MIT COURSE 6.805 IS NOW 6.4590
This information is for the Fall 2022 Class.
August 26: The class is currently full. Students who have not already pre-registered will be placed on a waiting list.
Class Meetings: Thursdays, 1:00 p.m. – 4:00 p.m., room 37-212
There is an assignment due on September 7 at 11:59 pm Eastern time, which is the day before the first class. You must turn in this assignment in order to finalize your admittance to the course.
You can find the assignment and submission instructions here.
In this class, we will consider the interaction between law, policy, and technology as they relate to the evolving controversies over control of the Internet. Our goal is for participants to develop the technical, legal, and rhetorical skills to analyze and participate in the evolution of the global public policy environments that govern human behavior on the Internet.
Topics include: history of Internet policy, the relationship between technical architecture and law, privacy, cybersecurity, freedom of expression, intellectual property, electronic surveillance, trade policy, and international affairs.
Examples will be drawn primarily from U.S. law but take an explicitly global perspective on policy, politics, and online activism. Students will interact with leading public-policy experts in classroom settings and through remote participation. There is an extensive final project that will be done under the guidance of mentors who are national leaders in Internet information policy issues.
Check out exemplary student papers from previous years in the 6.4590 archives.
6.4590 counts as a Course 6 Independent Inquiry (II) subject and also as a communications intensive (CI-M) subject.
MIT Course 6 students may count 6.4590 as one of the general engineering concentration subjects required for the S.B. or M.Eng. programs, or use this subject for HASS elective credit (but not both). Students wishing for engineering concentration credit should enroll under the subject number 6.4590, and students wishing HASS credit should enroll under the number STS085. Graduate credit can be granted via STS487 (not Course 6), although this will require making special arrangements with Prof. Fischer for extra work.

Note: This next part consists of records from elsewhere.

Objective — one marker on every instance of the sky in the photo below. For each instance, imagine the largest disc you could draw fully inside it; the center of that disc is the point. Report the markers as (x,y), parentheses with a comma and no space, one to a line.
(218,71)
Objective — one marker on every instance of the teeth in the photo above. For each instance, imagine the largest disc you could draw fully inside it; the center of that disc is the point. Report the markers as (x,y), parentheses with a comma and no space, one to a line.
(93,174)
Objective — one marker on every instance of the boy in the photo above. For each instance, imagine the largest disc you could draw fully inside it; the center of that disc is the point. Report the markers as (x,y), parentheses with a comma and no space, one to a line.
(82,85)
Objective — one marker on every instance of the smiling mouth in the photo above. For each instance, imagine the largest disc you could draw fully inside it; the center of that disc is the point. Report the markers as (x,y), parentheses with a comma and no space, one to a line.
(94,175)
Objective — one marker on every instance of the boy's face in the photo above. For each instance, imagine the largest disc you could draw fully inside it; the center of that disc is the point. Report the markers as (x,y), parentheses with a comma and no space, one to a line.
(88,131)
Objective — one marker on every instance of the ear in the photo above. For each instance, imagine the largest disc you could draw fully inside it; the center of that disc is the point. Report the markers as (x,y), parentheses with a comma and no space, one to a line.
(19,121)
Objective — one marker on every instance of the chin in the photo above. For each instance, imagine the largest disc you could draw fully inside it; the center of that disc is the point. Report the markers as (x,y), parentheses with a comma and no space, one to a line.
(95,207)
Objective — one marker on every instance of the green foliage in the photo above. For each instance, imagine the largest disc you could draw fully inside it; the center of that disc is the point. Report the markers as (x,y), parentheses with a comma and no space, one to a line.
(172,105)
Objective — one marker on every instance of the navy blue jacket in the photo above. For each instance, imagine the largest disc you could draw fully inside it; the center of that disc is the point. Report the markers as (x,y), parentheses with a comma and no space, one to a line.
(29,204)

6.4590 can be a pathway to performing research with the MIT Internet Policy Research Initiative.
A near-invisible niche for the vast majority of its existence, computer culture has only recently stepped into the big leagues and has yet to even learn the rules. Sprung from a world of digital absolutes, nerd brains are woefully unprepared for the fuzzy gray shadings inherent in the legal system. But if they can’t play the game, they might as well just forfeit to save themselves the beatings.
Greg Knauss (Suck Magazine, Sep. 8, 2000)
The law is the instrument through which a technological revolution [the Internet] is undone. And since we have barely understood how technologists built this revolution, we don’t even see when the lawyers take it away.